In an era marked by hybrid threats, infrastructure sabotage, and increasingly frequent disasters, Europe urgently needs the expertise Ukraine has been forced to acquire. Ukraine is not only fighting for its survival, but also teaching Europe how to be resilient.
Today, coordination between national civil-security systems remains fragmented. In addition to recent proposals to strengthen the EU Civil Protection Mechanism and invest more in preparedness, Europe now needs joint exercises, peer-review tools, and new training platforms to systematically integrate Ukrainian expertise into EU planning. The EU also needs to fast-track the validation and certification of new technologies.
The bloc already has important tools, but these efforts should be taken to the next level, with civil protection elevated to a strategic priority on par with defense.
After all, robotics, drones, and autonomous systems are reshaping civil security today just as profoundly as they have transformed modern battlefields.
A joint European procurement scheme for civil-security technologies, mirroring models used in defense, would help scale innovation faster, reduce costs, and ensure that battlefield-tested solutions from Ukraine reach responders across the continent.

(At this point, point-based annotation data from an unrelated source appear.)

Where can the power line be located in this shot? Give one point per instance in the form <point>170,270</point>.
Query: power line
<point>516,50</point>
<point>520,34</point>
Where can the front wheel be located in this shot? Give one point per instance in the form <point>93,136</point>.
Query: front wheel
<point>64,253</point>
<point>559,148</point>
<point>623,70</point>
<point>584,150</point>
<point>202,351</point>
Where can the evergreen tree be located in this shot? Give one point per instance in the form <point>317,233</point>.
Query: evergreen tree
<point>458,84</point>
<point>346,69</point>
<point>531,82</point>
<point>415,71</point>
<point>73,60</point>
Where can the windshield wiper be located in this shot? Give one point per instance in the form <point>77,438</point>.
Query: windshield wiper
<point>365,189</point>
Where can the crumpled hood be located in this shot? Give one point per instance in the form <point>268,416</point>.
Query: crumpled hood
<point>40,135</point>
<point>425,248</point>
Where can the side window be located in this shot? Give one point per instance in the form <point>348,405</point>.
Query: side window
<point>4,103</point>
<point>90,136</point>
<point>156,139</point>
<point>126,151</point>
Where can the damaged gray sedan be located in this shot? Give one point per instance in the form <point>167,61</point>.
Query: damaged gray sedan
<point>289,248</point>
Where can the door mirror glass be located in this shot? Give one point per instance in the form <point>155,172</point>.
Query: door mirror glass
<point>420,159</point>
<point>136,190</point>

As a French and European citizen and as CEO of Shark Robotics, working closely with civil-security actors, I believe the partnership between France and Ukraine carries a powerful message.
When Ukrainian rescuers deploy French-made robots on the front lines of their country’s survival, it is a reminder that the security of Ukraine and the security of Europe are inseparable.
Those who run toward danger to protect others embody the deepest meaning of Europe: solidarity, courage, and the defense of human dignity.
Protecting them is not only a moral responsibility. It is a strategic necessity and one of the clearest ways Europe can help Ukraine win the war.
If we agree this work is essential, then we must also admit we can still do better. Europe has the capacity, the expertise, and the interest to do more. What remains is the will to act and organise ourselves accordingly.
Editor’s note: The opinions expressed in the op-ed section are those of the authors and do not purport to reflect the views of the Kyiv Independent.